The moment was big, and Wimbush stepped into it looking like a different player. In a complete turnaround from 2017, he showed a more confident and composed version of himself, making the necessary plays the Irish needed to win.
“He’s a guy who can flip that switch and make things happen,” said receiver Chris Finke, who caught a 43-yard touchdown from Wimbush in the first quarter (and is also Wimbush’s roommate).
“Brandon is Brandon,” said fifth-year senior captain Alex Bars, who moved from right guard to left guard this season. “Phenomenal athlete, phenomenal player. I’m really happy with what he did tonight. Closing the door on the noise and focusing on what he could do.”
“I thought he played with an edge to him, a confidence,” Kelly said. “He really had an energy to him, which brought the group with him.” Kelly also called him a “spark” on the team and awarded him the game ball afterward.
Wimbush completed 12 of 22 pass attempts for one touchdown and overcame an interception in the third quarter. He also rushed 19 times for 59 yards. Some highlights included the first scoring drive 90 seconds into the game. He hit Chase Claypool for 16 yards on third down and Miles Boykin for 28 yards on the next play. The 75-yard drive was capped with a 13-yard touchdown run by Jafar Armstrong. Wimbush said most of those plays had been scripted, so he was comfortable running what Long was calling. But he was still able to adapt to the various coverages Michigan’s defense was showing.
“I think they were a real bear in terms of what they were playing,” Wimbush said. “I think we had a good idea of where we wanted to attack and they would go man sometimes and it was matchup and leverage there, and Cover 2, middle of the field was real vacant, so we kind of attacked there a little bit. Then, you know, obviously the guys on the outside did a great job of getting open and making plays.”
Wimbush also had the 43-yard bomb to Finke to put the Irish up 14–0 less than five minutes into the game, converted fourth-and-one to keep a scoring drive alive in the second quarter and had a 22-yard rush to pick up a third-and-long during a third-quarter drive which ended in a Notre Dame field goal.
“I just had so much fun out there,” Wimbush said. “Just playing ball and not worrying about anything else.”
Kelly spoke last week about how his staff was planning ways to set Wimbush up for success.

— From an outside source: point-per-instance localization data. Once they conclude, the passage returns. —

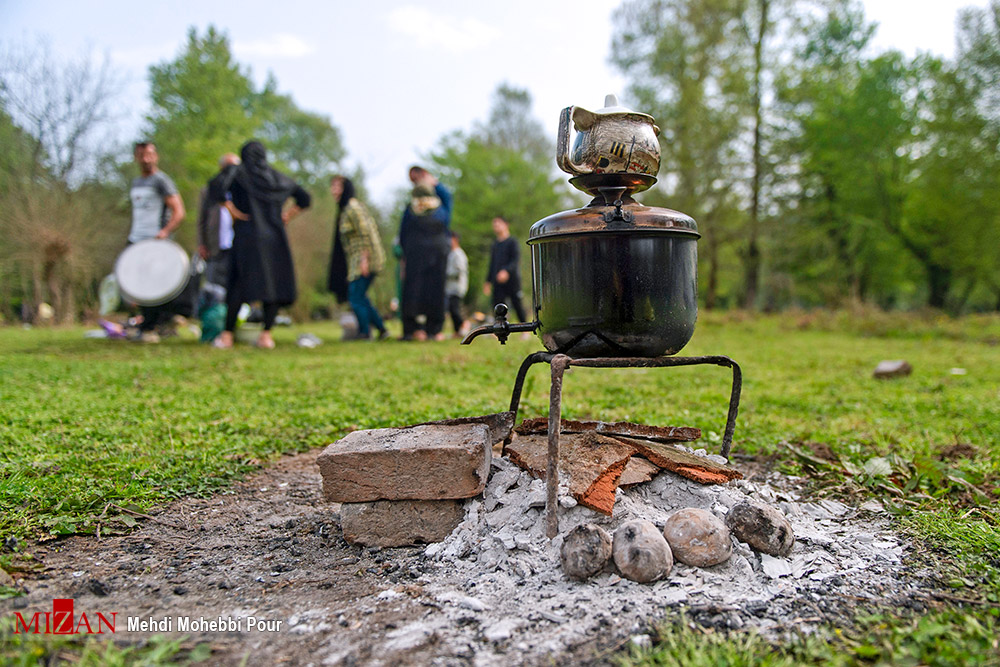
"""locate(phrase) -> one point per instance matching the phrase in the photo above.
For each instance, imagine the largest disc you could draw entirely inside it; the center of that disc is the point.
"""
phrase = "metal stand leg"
(522, 372)
(559, 364)
(734, 408)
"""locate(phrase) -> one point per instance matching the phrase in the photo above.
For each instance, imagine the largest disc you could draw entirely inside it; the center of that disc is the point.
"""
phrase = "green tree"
(686, 64)
(953, 202)
(203, 105)
(502, 168)
(847, 142)
(306, 143)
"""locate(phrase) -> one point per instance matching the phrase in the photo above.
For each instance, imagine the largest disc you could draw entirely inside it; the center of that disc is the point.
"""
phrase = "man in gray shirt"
(157, 210)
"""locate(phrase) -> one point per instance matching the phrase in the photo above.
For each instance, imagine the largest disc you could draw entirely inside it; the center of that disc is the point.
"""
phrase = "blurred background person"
(157, 210)
(503, 281)
(456, 283)
(215, 239)
(261, 260)
(423, 235)
(357, 257)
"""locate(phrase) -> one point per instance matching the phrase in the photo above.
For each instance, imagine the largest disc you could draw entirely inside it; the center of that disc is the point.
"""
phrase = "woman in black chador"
(426, 241)
(261, 267)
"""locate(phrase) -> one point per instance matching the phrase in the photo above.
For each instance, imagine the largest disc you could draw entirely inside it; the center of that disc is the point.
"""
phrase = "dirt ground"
(271, 549)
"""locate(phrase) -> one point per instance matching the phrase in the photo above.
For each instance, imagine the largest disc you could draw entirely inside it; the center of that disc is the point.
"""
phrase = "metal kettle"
(612, 140)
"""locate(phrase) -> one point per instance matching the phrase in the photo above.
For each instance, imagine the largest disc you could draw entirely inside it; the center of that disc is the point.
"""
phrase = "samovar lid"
(600, 218)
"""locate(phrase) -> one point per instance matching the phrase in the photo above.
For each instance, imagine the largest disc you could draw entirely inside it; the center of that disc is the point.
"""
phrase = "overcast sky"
(396, 75)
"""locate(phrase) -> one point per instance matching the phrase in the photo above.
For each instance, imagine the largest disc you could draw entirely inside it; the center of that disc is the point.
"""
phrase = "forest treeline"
(821, 171)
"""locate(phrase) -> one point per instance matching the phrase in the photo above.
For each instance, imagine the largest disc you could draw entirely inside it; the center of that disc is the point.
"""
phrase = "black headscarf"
(347, 195)
(260, 180)
(336, 280)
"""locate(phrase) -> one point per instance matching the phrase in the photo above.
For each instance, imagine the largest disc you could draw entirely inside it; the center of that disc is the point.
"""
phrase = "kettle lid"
(612, 105)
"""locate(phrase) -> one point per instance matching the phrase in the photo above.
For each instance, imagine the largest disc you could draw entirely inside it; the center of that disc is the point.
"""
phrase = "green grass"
(943, 638)
(30, 650)
(88, 427)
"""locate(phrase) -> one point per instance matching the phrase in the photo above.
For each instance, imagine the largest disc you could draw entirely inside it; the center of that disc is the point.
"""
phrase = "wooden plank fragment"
(638, 471)
(688, 465)
(658, 433)
(593, 463)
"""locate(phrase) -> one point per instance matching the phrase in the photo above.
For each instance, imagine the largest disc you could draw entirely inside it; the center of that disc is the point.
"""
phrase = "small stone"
(698, 537)
(762, 527)
(471, 603)
(641, 552)
(501, 631)
(893, 368)
(585, 551)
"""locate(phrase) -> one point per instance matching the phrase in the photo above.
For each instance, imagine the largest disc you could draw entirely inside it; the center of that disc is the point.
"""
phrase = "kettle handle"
(562, 144)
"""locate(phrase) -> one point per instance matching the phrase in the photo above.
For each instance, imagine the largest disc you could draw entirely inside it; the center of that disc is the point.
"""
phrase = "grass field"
(88, 427)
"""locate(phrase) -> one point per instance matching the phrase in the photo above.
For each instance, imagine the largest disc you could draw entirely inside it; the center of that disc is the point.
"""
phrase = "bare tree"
(56, 220)
(65, 106)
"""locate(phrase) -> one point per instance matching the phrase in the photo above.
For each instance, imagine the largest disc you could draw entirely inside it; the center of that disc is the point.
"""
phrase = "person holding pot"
(424, 237)
(261, 268)
(357, 257)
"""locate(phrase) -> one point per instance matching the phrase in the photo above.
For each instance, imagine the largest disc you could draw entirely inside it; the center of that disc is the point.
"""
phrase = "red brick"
(420, 463)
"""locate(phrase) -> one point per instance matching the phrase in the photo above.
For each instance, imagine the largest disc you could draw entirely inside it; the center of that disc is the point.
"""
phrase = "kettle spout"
(500, 328)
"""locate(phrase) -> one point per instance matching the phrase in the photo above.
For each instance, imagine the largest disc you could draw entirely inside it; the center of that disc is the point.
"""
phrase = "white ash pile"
(501, 587)
(729, 552)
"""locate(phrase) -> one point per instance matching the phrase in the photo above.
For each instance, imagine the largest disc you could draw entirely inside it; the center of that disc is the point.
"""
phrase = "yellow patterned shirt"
(359, 233)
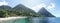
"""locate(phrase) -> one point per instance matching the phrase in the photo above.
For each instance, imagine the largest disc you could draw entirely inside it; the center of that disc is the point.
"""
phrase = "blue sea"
(34, 20)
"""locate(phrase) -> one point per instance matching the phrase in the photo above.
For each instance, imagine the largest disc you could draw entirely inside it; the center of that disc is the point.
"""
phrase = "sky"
(53, 6)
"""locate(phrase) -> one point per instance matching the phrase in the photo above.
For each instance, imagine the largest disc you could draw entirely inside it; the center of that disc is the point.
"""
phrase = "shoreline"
(10, 18)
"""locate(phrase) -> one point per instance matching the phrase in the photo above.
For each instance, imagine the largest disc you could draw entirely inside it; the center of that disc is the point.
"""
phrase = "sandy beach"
(9, 18)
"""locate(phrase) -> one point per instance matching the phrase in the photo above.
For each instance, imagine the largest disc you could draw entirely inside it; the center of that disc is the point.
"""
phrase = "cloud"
(3, 3)
(38, 7)
(52, 5)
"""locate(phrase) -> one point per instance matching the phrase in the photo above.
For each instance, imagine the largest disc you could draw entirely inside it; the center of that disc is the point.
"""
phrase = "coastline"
(10, 18)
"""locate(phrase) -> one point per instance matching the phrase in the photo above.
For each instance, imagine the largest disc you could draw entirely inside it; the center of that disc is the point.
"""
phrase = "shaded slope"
(44, 12)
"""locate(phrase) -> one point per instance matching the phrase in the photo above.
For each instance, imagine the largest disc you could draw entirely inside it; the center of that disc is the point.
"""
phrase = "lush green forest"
(19, 10)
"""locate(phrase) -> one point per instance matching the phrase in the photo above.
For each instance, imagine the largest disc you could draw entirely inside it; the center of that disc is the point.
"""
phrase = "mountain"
(44, 12)
(5, 7)
(23, 10)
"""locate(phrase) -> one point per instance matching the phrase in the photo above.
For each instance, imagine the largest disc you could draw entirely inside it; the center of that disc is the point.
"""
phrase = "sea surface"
(34, 20)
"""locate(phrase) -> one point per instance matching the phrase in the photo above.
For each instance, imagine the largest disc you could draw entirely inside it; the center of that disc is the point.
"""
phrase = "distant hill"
(19, 10)
(5, 7)
(24, 10)
(44, 12)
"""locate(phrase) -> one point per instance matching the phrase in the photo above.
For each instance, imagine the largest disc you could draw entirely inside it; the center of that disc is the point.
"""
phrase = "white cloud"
(3, 3)
(38, 7)
(52, 5)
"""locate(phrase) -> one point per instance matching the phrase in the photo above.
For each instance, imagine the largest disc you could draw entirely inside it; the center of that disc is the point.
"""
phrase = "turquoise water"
(33, 20)
(19, 20)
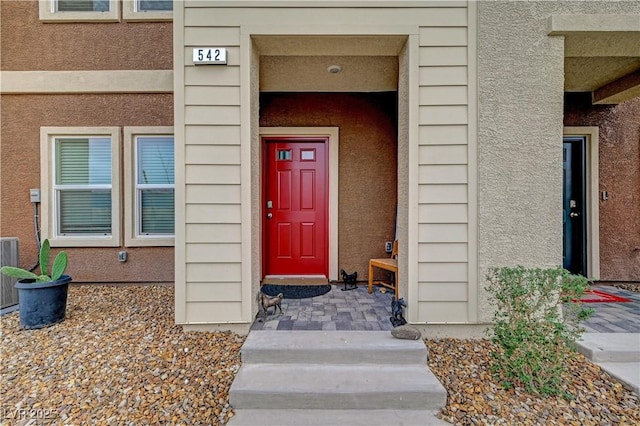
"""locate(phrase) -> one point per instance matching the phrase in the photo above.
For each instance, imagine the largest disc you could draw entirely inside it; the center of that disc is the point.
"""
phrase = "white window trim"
(48, 13)
(129, 13)
(130, 238)
(47, 151)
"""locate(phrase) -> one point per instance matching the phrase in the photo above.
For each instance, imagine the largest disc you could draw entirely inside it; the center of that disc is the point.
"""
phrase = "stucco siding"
(436, 123)
(521, 87)
(212, 179)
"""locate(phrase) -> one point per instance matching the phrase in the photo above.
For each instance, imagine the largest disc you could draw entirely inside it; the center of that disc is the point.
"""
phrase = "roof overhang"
(601, 55)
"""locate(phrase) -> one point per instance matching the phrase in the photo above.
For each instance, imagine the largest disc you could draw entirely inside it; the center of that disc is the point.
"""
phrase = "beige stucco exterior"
(219, 245)
(480, 88)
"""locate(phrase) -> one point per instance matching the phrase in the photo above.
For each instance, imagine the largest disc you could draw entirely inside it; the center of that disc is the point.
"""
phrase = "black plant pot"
(42, 304)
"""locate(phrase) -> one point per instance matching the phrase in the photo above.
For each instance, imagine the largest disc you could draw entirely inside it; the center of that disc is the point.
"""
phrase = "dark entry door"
(574, 251)
(295, 206)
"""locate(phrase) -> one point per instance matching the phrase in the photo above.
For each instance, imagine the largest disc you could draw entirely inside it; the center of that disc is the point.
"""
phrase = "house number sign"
(209, 56)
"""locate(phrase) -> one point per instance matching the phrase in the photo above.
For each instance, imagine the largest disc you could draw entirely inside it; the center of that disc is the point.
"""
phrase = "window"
(79, 10)
(153, 5)
(150, 184)
(81, 5)
(148, 10)
(80, 206)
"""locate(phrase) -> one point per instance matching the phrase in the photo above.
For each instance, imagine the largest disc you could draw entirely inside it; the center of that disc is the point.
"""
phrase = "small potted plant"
(42, 299)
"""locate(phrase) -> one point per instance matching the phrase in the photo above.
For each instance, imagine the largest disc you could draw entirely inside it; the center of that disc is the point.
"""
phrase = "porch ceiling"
(602, 55)
(301, 63)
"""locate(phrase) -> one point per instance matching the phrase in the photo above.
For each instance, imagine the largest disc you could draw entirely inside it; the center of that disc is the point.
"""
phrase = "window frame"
(48, 135)
(132, 238)
(130, 13)
(47, 12)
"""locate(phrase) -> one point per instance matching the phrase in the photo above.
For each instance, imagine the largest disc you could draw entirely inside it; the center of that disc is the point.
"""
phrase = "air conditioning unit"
(9, 256)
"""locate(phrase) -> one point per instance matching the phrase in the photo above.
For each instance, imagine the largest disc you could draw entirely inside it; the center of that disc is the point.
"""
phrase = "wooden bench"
(388, 264)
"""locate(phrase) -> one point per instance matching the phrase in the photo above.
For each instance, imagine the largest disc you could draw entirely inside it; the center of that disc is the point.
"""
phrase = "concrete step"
(335, 417)
(627, 373)
(610, 347)
(332, 347)
(616, 353)
(340, 386)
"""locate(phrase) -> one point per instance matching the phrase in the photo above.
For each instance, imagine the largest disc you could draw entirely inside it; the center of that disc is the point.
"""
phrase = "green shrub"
(533, 334)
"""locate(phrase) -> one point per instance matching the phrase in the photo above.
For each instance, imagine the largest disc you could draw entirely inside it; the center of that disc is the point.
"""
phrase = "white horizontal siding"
(442, 173)
(443, 232)
(443, 95)
(212, 154)
(444, 135)
(214, 232)
(212, 135)
(212, 95)
(443, 292)
(443, 312)
(213, 194)
(205, 75)
(213, 174)
(441, 56)
(212, 252)
(443, 76)
(214, 312)
(212, 114)
(443, 194)
(442, 154)
(443, 36)
(443, 158)
(211, 272)
(442, 213)
(442, 252)
(443, 272)
(213, 213)
(224, 17)
(214, 291)
(204, 36)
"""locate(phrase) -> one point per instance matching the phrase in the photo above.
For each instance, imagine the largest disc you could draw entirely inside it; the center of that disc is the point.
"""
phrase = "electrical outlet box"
(34, 195)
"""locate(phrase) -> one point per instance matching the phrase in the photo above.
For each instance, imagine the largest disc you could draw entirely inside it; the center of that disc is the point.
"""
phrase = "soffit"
(602, 55)
(300, 63)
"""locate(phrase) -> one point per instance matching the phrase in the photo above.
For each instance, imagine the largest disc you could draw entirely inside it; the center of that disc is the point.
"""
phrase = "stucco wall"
(367, 165)
(29, 44)
(620, 176)
(21, 118)
(520, 85)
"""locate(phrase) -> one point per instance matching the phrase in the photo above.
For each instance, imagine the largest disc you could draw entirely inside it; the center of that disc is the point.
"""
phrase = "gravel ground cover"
(118, 359)
(476, 397)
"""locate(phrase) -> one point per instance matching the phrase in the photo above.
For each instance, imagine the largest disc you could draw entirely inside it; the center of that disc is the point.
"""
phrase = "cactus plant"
(57, 269)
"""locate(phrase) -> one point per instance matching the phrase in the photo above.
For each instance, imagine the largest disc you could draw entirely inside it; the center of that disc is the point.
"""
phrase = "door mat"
(295, 291)
(598, 296)
(295, 281)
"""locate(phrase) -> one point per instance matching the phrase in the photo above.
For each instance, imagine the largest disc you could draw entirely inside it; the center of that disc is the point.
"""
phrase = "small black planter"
(42, 304)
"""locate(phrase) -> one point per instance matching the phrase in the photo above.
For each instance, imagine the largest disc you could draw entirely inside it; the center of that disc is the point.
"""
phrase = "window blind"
(155, 185)
(82, 5)
(154, 5)
(83, 186)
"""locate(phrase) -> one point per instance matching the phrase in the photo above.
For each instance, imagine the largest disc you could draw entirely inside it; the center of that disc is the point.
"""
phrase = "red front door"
(295, 206)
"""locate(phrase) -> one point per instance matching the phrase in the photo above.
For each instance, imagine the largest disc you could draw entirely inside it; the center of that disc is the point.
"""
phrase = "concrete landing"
(336, 417)
(334, 378)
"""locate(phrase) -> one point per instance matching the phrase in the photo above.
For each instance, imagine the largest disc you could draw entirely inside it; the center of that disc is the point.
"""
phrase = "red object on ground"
(598, 296)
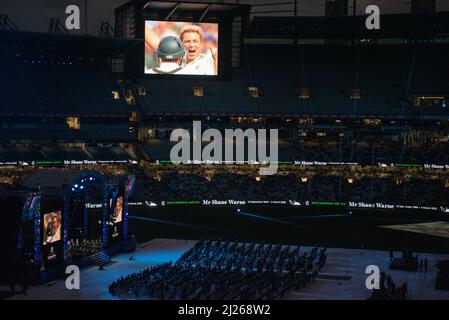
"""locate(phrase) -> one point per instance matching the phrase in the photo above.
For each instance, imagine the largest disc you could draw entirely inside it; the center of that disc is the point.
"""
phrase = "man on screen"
(52, 228)
(170, 55)
(197, 62)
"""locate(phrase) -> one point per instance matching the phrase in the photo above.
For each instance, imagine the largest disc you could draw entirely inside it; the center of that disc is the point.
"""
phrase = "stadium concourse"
(87, 176)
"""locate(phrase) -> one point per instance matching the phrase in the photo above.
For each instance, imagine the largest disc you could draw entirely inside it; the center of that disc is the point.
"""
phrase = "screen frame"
(224, 54)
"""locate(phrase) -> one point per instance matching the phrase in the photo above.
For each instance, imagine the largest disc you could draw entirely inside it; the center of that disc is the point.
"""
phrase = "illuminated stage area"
(343, 276)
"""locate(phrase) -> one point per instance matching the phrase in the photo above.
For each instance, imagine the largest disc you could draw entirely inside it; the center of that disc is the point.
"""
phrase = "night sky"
(34, 15)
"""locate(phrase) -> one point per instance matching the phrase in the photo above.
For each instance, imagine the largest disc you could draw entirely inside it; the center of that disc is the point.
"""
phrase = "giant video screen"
(181, 48)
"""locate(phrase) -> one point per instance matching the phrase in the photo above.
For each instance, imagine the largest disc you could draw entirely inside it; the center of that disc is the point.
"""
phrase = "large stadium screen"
(181, 48)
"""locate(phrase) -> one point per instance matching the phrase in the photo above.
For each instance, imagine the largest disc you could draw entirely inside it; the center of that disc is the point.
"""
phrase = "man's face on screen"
(193, 44)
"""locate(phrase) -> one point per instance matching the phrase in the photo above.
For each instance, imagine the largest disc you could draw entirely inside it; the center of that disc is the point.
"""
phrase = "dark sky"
(34, 15)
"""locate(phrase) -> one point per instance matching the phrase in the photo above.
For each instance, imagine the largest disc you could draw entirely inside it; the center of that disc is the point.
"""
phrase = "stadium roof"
(392, 26)
(48, 40)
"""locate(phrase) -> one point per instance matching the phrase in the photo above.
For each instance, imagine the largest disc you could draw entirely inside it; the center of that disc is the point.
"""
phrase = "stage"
(343, 277)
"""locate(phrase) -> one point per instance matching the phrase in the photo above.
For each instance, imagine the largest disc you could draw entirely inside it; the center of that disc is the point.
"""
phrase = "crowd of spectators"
(83, 248)
(389, 290)
(225, 270)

The play-calling would be “much more about calling the offense for who Brandon Wimbush is rather than who we want him to be.” If Wimbush couldn’t execute the way they wanted him to, Kelly wouldn’t be afraid to replace him with backup Ian Book. And Wimbush, he swears, was O.K. with that.
Notre Dame never had to resort to that. The only times Book came in were two chances to hand off two touchdown runs to Armstrong when Wimbush needed to leave the game after getting poked in the eye after he was grabbed by the facemask and later following a roughing the passer penalty.
Wimbush claims he wasn’t trying to prove anything with his performance. His stats weren’t gaudy by any means, but he was efficient and was the difference against perhaps the best defense Notre Dame will see all season.
“I think I made a statement, but I don’t think it was a necessary—that’s not what I was trying to go out here and do,” he said. “I told Ian Book, whoever, whenever, whatever it takes, we’re going to get this W. Him and I are on the same team and that’s one of my best friends on the team.
“We had packages in for him and we had packages in for me, and I think I did what I had to do to keep myself on the field and that’s all I really wanted to do. And to make plays that were there and I think I did.”